# 96 A brief instruction for the half semester of EDAV5702

Siyuan Sang

## 96.2 The packages you should get familiar with

library(ggplot2)
library(tidyverse)

## 96.3 Pay attention to the rules learned in class

#### 96.3.0.2 My code goes like this:

library(openintro)
ggplot(loans_full_schema, aes(x =loan_purpose, y = loan_amount)) +
geom_boxplot() +
coord_flip()

#### 96.3.0.3 While the correct one should be:

library(openintro)
ggplot(loans_full_schema, aes(x = fct_reorder(loan_purpose, loan_amount), y = loan_amount)) +
geom_boxplot() +
coord_flip()

## 96.4 Try your best to imporve the graph

#### 96.4.0.1 As a course of data vitualization, in my view, drawing a graph should never be the end of the story.

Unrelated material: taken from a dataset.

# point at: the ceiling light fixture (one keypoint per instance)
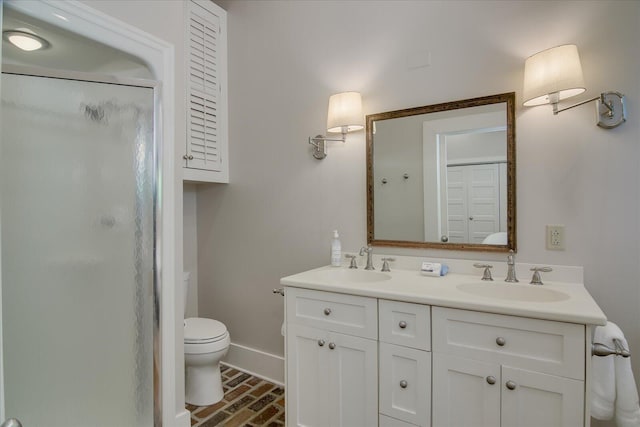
(24, 40)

There’re many ways to make your graphs look more clear and refined. Here I give an example of the scatterplot of housing price.

cor_df <- ames %>%
group_by(Neighborhood) %>%
summarize(cor = cor(area, price), beta = lm(price~area)\$coefficients[2], meanprice = mean(price)) %>%
ungroup() %>%
arrange(beta)
ggplot(cor_df, aes(meanprice, beta)) +
geom_point() +
geom_smooth(method="lm", se= FALSE)

#### 96.4.0.2 It’s now just a set of points with a line in this graph. Now I want to improve it. Considering our goal to make an analysis. It can be a good idea to put the names of Neighborhoods inside.

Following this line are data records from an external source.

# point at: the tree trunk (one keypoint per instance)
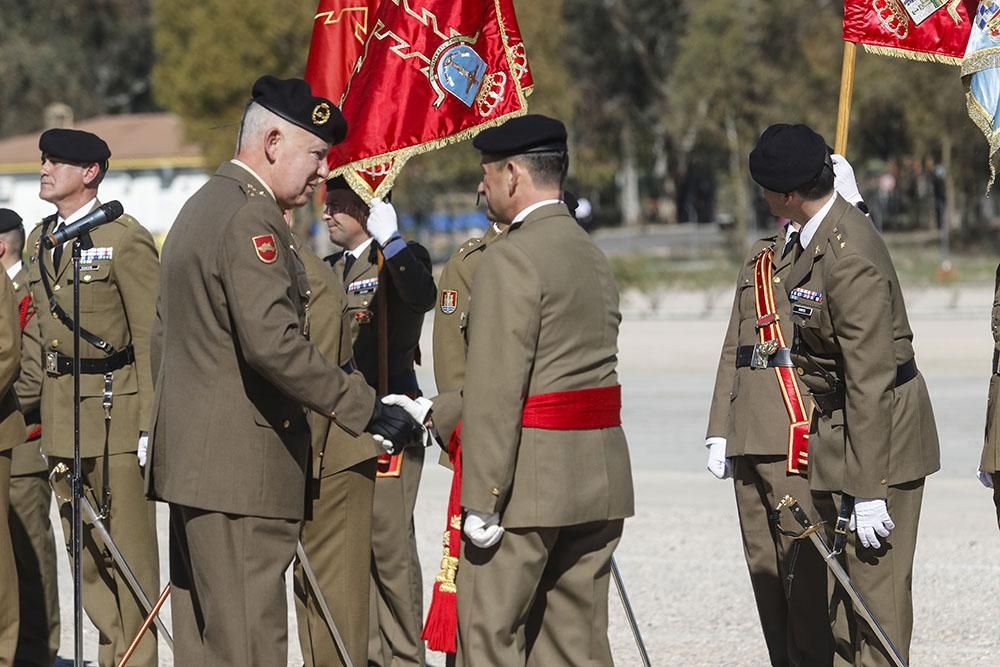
(744, 212)
(628, 179)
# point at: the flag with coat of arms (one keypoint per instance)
(430, 73)
(981, 76)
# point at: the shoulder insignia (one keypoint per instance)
(449, 301)
(266, 248)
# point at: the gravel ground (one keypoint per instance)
(681, 555)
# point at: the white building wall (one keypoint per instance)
(153, 197)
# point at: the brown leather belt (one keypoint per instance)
(835, 400)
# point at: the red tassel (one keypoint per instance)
(441, 629)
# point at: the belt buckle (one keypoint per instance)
(51, 363)
(762, 353)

ggplot(cor_df, aes(meanprice, beta, label = Neighborhood)) +
geom_point() +
geom_text(nudge_y = 10, size = 3) +
geom_smooth(method="lm", se= FALSE)
#### In this graph, although a lot names are in a mess, we can easily figure out the Neighborhood name of the oulier, which is an observable features of the dataset.